One summer morning, Mr. Yorke appeared at the breakfast-table with a very sour face. He was bilious, and he had not slept well. Even Hester's cooing ways failed to mollify him.
"Why, you are feverish, papa," she said. "Your hand is hot and dry."
He moved his chair impatiently. "Yes, your mother insisted on my taking charcoal instead of calomel, and I think she must have slily administered a lucifer-match with it: I radiate heat."
Mrs. Yorke took these complaints very quietly. She knew that nothing could be further from her husband's heart than to be dissatisfied with anything she did. "We were disturbed by that fearful noise," she said quietly, taking her place at the table.
Owen began to laugh. The Seaton "cast-iron band" had been out the night before, and the young man found himself very much amused by it.
"Do you like lawlessness, sir?" demanded Mr.
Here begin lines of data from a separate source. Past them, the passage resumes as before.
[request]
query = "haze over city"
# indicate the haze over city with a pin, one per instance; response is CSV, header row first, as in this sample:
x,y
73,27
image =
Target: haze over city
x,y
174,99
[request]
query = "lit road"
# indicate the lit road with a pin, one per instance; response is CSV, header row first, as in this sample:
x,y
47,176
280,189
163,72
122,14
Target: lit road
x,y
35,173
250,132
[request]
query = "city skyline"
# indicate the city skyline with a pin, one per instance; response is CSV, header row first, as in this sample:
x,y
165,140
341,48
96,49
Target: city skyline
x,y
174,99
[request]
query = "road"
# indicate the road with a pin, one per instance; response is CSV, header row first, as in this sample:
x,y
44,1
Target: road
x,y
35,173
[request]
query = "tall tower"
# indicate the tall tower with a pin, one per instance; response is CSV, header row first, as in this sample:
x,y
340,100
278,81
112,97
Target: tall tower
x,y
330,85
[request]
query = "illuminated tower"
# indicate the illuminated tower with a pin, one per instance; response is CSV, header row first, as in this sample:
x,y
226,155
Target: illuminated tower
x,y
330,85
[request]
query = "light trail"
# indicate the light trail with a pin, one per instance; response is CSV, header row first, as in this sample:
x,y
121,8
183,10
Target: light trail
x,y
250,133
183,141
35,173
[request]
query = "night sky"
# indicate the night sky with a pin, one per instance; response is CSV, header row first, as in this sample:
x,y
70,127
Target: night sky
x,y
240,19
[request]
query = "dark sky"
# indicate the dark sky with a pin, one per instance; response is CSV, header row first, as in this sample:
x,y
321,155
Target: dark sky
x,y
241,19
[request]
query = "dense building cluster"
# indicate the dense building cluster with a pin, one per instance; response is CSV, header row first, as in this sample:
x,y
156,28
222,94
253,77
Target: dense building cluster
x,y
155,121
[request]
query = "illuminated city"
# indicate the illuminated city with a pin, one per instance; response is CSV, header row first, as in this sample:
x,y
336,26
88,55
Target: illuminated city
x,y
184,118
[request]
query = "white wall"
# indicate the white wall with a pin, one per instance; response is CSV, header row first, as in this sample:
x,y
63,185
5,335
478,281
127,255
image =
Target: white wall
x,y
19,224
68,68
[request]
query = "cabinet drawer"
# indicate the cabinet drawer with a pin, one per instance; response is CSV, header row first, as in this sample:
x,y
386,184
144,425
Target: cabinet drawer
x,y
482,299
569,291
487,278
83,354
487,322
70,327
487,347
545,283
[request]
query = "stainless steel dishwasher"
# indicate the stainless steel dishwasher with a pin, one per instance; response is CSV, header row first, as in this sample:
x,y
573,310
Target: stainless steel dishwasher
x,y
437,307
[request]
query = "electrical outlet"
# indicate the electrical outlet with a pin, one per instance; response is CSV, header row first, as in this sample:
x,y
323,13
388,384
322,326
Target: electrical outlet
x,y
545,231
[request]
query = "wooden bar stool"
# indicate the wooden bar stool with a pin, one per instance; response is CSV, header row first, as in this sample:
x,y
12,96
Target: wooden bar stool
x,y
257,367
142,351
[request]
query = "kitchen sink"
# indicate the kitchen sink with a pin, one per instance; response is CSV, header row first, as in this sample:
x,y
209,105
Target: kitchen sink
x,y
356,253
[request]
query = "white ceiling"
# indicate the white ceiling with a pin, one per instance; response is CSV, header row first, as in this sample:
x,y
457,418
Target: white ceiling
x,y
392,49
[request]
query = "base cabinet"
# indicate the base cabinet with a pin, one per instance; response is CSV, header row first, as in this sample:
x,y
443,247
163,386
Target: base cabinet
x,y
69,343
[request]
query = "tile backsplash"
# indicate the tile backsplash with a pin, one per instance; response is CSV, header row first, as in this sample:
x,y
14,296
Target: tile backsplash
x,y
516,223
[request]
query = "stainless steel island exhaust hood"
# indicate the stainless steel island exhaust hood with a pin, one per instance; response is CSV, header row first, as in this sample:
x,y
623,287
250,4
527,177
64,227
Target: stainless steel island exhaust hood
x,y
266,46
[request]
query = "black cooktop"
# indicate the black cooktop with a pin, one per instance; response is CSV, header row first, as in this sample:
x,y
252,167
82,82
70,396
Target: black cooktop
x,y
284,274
Yorke.
"That depends on what the law is," the son replied pleasantly.
"Well, sir, in this case it is the law of common decency, of respect for the clergy, and courtesy to strangers. Father Rasle, the Catholic priest, came here yesterday, and that Babel of cow-bells, and sleigh-bells, and mill-saws, and tin trumpets, and wooden drums, and I know not what else, was before his door. I call it a shameful outrage."
"So do I," Owen replied promptly. "I had no idea what it meant."
The young ladies all exclaimed indignantly; but Edith dropped her eyes and was silent. Theology was nothing to her, and as yet her faith had no life in it. She was deeply ashamed of that religion which all seemed to scoff at save those who tolerated it for her sake. Only her promise held her to it. That the voice of the people is not always, is very seldom, the voice of God, she could not be expected to know; neither could she be expected to love that church which as yet she had heard spoken of only by its enemies. She did not dream of forsaking the religion of her mother; but her constancy to it seemed to her of the same nature as Mrs. Rowan's constancy to her drunken husband.